After increasing its fares barely a year ago, Primero Transport Services Limited is planning another BRT fare hike, citing inflation and scarce forex. But commuters would hear none of that, writes ONYEKORMAKA ASABOR
On Sunday, May 2, 2021, the Managing Director of Primero Transport Services Limited, operator of the Bus Rapid Transit in Lagos, Mr Fola Tinubu, disclosed to the News Agency of Nigeria that inflation and the company’s constraint to access foreign exchange to import vehicle parts had been a challenge in the company’s effort to refurbish its faulty buses for quality services.
Not only did Tinubu make the disclosure about the challenges facing the firm, he emphasised that the firm had been struggling in the last six years to make ends meet, and lamented that Lagos State Government’s regulation on fares neither took cognisance of inflation nor thought of how the company could be benefiting from subsidy. He said the challenges facing the organisation frustrated its revenue-generating effort.
Inflation and govt interference
He said, “The cost of spare parts keeps galloping. The price of diesel alone has gone up by almost 41 per cent between January and April end. A litre of diesel we bought late last year about N181.90 is between N255 and N258 now. This means our cost is going up. Government cannot cap our revenue-generating ability (by fixing fares) and leave our cost to keep galloping. It’s a recipe for disaster.
“Also, we want to import vehicle parts, so we can fix our faulty buses. But the CBN says it doesn’t have forex for spare parts. The reality is that if the cost keeps going up and naira keeps losing its value, our cost will shoot up because we do not manufacture anything in this country. With this situation, it will be hard to provide a world-class transport system.”
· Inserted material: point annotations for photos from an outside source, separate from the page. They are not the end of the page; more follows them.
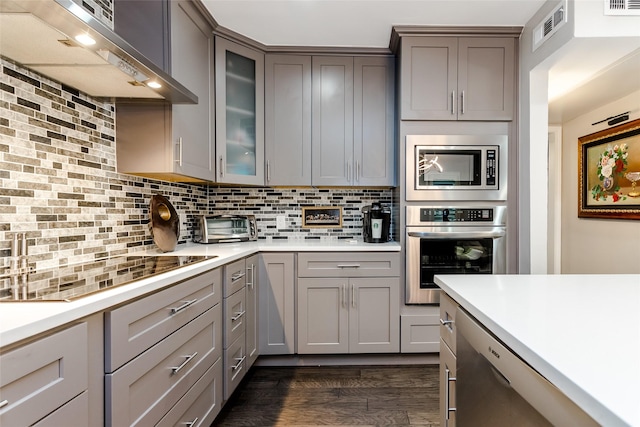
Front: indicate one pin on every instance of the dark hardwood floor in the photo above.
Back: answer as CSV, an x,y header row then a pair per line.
x,y
335,396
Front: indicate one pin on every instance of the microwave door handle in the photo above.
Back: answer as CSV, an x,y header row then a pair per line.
x,y
458,234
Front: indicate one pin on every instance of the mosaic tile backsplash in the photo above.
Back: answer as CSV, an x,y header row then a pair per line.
x,y
59,183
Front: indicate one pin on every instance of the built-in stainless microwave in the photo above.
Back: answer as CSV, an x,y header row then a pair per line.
x,y
456,167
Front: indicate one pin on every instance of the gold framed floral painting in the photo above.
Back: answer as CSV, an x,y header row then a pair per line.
x,y
609,173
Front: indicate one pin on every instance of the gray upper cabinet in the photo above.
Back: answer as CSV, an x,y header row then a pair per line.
x,y
352,121
174,142
332,121
145,25
373,121
239,82
457,78
288,120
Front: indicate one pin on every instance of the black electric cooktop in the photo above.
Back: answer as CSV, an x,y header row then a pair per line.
x,y
78,280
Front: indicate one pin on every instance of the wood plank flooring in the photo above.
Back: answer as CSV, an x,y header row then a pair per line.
x,y
371,396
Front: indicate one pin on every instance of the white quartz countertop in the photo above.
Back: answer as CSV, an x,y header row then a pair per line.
x,y
23,320
581,332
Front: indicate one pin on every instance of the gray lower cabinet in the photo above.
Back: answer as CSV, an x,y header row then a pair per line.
x,y
277,303
457,78
448,365
47,381
287,119
353,121
158,348
240,303
420,333
348,303
251,329
174,142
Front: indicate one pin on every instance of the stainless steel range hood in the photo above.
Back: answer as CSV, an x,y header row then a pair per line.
x,y
40,35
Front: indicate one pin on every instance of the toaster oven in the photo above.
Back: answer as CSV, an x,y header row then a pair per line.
x,y
226,228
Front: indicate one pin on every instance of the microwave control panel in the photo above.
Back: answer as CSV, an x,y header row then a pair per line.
x,y
456,215
491,167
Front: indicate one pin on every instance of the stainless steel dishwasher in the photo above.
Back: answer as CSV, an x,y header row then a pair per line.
x,y
494,387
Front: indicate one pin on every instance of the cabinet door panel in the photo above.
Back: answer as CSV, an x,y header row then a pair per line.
x,y
374,315
251,326
235,316
323,316
288,119
239,87
192,44
332,130
39,377
374,102
429,78
486,78
276,296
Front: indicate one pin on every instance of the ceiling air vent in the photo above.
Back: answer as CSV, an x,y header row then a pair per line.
x,y
550,24
622,7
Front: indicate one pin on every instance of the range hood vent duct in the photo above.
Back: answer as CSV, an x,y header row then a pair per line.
x,y
40,35
549,25
622,7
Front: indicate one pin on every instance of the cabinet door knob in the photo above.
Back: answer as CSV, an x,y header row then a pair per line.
x,y
186,304
188,359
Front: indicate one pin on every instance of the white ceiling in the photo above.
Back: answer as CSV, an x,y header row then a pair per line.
x,y
368,23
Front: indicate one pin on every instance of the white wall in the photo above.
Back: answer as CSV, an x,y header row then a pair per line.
x,y
613,38
592,245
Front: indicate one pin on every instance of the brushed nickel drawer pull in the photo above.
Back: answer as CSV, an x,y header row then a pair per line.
x,y
238,315
446,322
353,295
447,390
237,365
186,304
348,265
237,276
188,359
252,269
191,423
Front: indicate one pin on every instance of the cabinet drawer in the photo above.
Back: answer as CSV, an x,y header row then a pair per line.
x,y
133,328
348,264
235,366
201,404
447,321
235,316
39,377
75,412
140,392
234,277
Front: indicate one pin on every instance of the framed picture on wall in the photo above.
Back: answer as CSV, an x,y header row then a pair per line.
x,y
322,217
609,173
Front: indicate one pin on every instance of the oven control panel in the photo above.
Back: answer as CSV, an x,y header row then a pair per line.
x,y
456,215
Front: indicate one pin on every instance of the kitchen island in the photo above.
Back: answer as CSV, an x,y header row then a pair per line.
x,y
581,332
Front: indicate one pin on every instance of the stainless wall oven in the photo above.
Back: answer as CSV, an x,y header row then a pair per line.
x,y
451,240
456,167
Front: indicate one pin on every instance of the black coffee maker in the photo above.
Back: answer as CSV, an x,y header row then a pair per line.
x,y
376,222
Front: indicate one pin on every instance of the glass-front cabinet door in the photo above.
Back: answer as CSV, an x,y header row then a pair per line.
x,y
239,114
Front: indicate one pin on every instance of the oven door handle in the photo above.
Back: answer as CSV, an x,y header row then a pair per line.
x,y
493,234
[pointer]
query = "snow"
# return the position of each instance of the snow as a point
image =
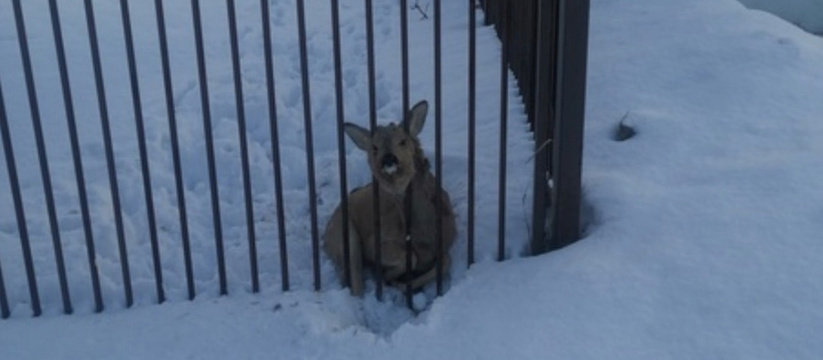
(702, 237)
(807, 14)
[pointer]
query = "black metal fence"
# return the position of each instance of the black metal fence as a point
(544, 45)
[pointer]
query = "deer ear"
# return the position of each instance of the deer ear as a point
(416, 118)
(360, 136)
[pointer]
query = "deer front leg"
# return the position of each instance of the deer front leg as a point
(426, 277)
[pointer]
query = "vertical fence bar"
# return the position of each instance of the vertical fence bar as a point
(568, 127)
(504, 101)
(175, 148)
(244, 151)
(22, 229)
(471, 113)
(75, 151)
(438, 148)
(307, 117)
(275, 143)
(144, 158)
(107, 143)
(214, 190)
(341, 145)
(41, 152)
(4, 301)
(404, 59)
(545, 61)
(378, 251)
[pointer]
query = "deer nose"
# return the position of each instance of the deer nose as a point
(388, 161)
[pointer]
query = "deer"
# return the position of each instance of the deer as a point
(397, 163)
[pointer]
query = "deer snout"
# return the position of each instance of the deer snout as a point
(389, 164)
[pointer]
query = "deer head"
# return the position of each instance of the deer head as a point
(394, 152)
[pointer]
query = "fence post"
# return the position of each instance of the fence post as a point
(544, 96)
(570, 100)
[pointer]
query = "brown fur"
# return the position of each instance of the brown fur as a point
(412, 170)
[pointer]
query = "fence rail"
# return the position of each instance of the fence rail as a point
(544, 45)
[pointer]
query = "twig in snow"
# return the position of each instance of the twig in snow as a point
(423, 13)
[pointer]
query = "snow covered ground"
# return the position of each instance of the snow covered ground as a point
(808, 14)
(704, 234)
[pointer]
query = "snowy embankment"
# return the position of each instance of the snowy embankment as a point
(808, 14)
(704, 241)
(223, 110)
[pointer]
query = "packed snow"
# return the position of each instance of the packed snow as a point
(703, 228)
(807, 14)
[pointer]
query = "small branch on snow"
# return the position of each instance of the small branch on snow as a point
(423, 12)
According to him, if the inflation continues, coupled with CBN’s inability to provide forex at the official rate, Primero, which has about 2,000 workers on its payroll, may be forced to take austerity measures, especially on staff strength.
Will Lagos wade in?
To this end, Tinubu pleaded with Lagos government to either give Primero a free hand to operate or provide subsidy, as done in other countries with BRT services.
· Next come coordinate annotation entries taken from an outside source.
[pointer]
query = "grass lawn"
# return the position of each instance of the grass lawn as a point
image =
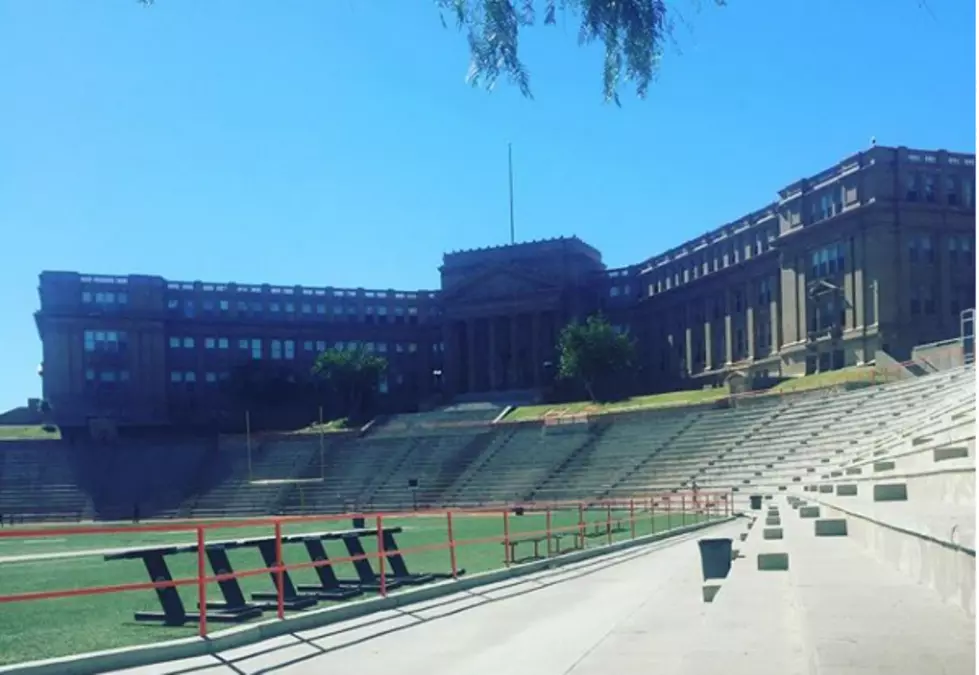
(17, 432)
(39, 629)
(690, 397)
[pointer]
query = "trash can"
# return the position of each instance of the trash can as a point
(715, 558)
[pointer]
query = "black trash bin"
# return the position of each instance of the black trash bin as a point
(715, 558)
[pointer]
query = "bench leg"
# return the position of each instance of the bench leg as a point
(174, 613)
(234, 599)
(291, 600)
(329, 587)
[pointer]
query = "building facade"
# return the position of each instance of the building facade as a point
(877, 252)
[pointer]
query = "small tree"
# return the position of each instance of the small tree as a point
(351, 375)
(595, 355)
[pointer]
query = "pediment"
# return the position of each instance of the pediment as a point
(504, 282)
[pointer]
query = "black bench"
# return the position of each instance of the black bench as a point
(536, 540)
(236, 608)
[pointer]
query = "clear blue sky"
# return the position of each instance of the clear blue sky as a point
(334, 142)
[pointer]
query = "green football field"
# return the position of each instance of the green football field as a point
(47, 628)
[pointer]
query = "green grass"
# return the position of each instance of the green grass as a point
(39, 629)
(19, 432)
(690, 397)
(668, 399)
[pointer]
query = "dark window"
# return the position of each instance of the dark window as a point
(911, 188)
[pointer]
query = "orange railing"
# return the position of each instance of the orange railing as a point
(640, 513)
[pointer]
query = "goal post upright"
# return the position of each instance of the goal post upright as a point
(322, 443)
(248, 443)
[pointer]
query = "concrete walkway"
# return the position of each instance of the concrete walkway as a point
(836, 612)
(618, 614)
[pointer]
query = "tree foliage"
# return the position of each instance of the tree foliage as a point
(351, 375)
(633, 34)
(594, 355)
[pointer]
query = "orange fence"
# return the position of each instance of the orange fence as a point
(539, 523)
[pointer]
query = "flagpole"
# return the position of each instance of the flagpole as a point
(510, 169)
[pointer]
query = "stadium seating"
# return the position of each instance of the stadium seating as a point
(37, 483)
(459, 456)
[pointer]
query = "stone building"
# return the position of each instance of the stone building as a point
(876, 252)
He warned, “God forbid, if anything happens to Primero, the (yellow) commercial bus drivers are going to be charging as high as N1,000 as transport fare per passenger from Ikorodu to Tafawa Balewa Square (on Lagos Island) and people will have no choice than to pay.
“I fully understand the plight of the masses because all over the world, people spend between 15 per cent and 25 per cent of their income on transportation; but in Nigeria, it is between 50 per cent and 75 per cent. For somebody who has spent between 50 per cent and 75 per cent of his or her income on transportation, if you want to increase fare by N50, he will oppose it. But the question is, how do we make it work?”
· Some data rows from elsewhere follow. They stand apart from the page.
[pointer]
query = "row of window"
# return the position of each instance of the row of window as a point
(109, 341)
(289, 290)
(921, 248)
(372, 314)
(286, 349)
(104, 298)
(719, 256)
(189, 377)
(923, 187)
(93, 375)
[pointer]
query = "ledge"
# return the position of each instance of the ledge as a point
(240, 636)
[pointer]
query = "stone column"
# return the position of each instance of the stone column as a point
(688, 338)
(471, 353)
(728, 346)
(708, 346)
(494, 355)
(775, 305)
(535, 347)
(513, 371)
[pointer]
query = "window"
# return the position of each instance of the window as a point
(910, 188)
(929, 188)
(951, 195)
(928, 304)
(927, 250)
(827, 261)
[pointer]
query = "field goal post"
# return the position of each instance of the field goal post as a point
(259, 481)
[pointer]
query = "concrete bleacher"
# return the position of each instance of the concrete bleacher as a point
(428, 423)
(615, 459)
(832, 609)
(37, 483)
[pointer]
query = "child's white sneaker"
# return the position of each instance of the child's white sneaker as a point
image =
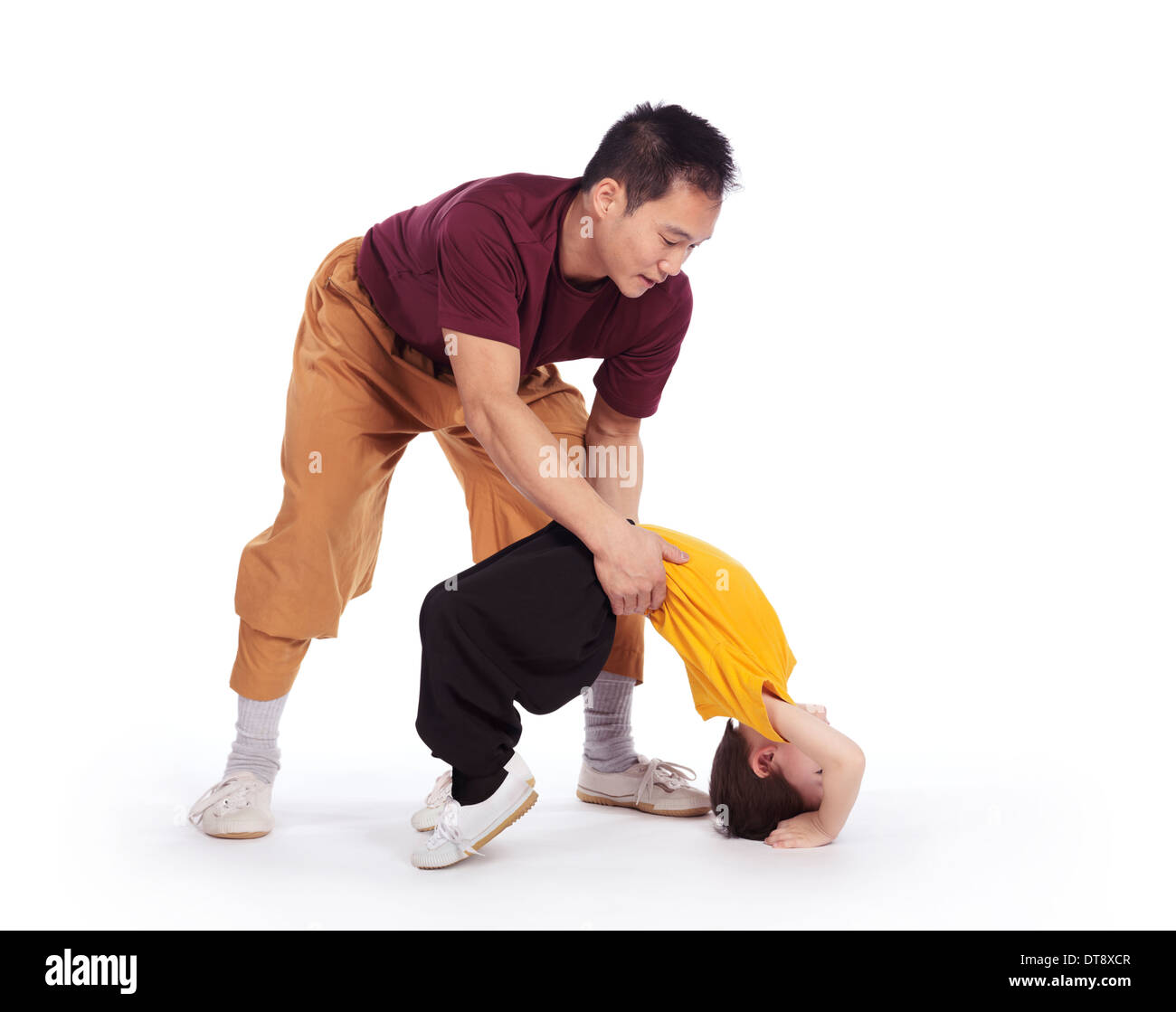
(463, 830)
(423, 819)
(650, 785)
(236, 808)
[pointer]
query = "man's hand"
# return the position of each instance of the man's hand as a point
(800, 831)
(630, 567)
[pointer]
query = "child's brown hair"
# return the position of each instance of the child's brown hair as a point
(747, 805)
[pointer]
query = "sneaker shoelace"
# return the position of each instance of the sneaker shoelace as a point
(671, 775)
(441, 792)
(448, 830)
(230, 795)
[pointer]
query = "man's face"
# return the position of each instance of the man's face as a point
(655, 241)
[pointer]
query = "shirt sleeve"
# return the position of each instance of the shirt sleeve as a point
(633, 381)
(480, 277)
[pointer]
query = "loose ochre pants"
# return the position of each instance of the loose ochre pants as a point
(532, 624)
(357, 395)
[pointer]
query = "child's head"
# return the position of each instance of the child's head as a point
(756, 783)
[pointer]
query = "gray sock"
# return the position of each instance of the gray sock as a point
(257, 737)
(608, 737)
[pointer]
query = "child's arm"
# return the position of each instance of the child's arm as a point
(842, 761)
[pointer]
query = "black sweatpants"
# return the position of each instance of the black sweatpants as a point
(530, 623)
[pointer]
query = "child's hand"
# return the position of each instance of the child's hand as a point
(800, 831)
(816, 710)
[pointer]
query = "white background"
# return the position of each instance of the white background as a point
(925, 399)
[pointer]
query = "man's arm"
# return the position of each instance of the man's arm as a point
(842, 761)
(615, 441)
(628, 558)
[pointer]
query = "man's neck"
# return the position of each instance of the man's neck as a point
(574, 261)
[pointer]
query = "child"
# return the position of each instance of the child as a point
(533, 624)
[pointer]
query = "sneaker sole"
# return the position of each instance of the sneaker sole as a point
(517, 814)
(430, 828)
(645, 807)
(239, 836)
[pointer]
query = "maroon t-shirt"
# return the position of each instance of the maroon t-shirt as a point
(482, 259)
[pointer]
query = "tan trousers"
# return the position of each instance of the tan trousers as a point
(357, 395)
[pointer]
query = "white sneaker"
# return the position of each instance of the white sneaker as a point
(236, 808)
(423, 819)
(650, 785)
(463, 830)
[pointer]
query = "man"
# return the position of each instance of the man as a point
(448, 317)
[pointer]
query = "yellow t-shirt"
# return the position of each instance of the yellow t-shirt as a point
(727, 632)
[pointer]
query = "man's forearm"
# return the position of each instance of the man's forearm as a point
(619, 468)
(518, 443)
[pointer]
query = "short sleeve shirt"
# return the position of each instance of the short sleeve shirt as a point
(483, 259)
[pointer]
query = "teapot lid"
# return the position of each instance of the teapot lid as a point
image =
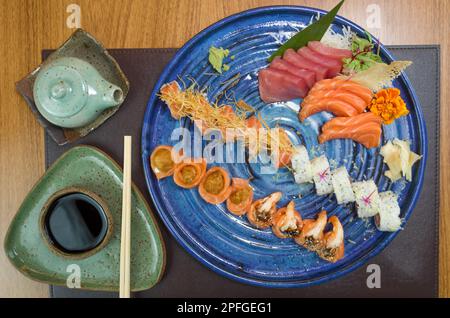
(60, 90)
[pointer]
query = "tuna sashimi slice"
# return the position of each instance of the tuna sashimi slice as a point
(294, 58)
(282, 65)
(277, 86)
(329, 51)
(333, 65)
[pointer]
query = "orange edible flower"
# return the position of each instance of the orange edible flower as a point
(389, 105)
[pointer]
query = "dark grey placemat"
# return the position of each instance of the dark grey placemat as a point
(409, 265)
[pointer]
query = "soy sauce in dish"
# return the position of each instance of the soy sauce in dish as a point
(76, 223)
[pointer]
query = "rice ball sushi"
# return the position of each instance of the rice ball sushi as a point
(388, 219)
(322, 175)
(367, 198)
(301, 165)
(342, 186)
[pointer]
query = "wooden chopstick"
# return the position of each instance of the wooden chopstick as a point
(125, 239)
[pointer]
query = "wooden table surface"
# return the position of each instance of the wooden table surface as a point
(27, 27)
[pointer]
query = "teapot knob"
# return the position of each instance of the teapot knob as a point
(60, 91)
Alluding to the local parlance of ‘good things cost money,’ the transporter asserted that a world-class service had to be paid for.
“The employees and suppliers have to be paid,” he added.
The Primero boss said the price of vehicle parts imported within the last eight months by the firm had increased with about N400m because the naira was exchanging then for 360/$1.
He, however, said the firm was restructuring and looking inward, to continue providing more efficient service every commuter would relish.
Against the foregoing, respondents engaged by Financial Street were of the view that it would be too early for Primero to start thinking of fare increase, given that the transport company had, barely a year ago, increased its fares across all routes.
On another increase in BRT fares, a civil servant, Marcus Ojeifo, urged Primero not to attempt it.
“They should not try it. It is not up to a year that they increased their fares. It would be an act of wickedness to Lagosians, as there is no corresponding increase in salary, and the economy has not been that robust for those in various businesses to make profit.”
He called on Governor Babajide Sanwo-Olu not to approve any proposal to that effect because doing that would amount to disservice to those that voted for him.
“The transport company should look inward to avoid another increase in fares of its buses,” he suggested.
A company driver, Mr Akin Adeleye, said, “Increasing the fare at this time will be totally unfair. Nobody is having a good time, as the country is presently faced with so much hardship that people are managing to survive.”
For Timothy Sadoh, “Except the operators of the BRT buses want to tell Nigerians that they are monopolistic or they want to tell Lagosians that they are not disposed to fair practice, I believe the business is viable at the prevailing fares due to the untenable principle of monopoly, as the single largest transport system in the heart of Lagos.
“To this end, I will simply advise the management of Primero and the Lagos government not to think of increase of BRT fares for now, irrespective of the challenges they are facing. BRT ought to be a purveyor of social services in the transport sector of Lagos economy.”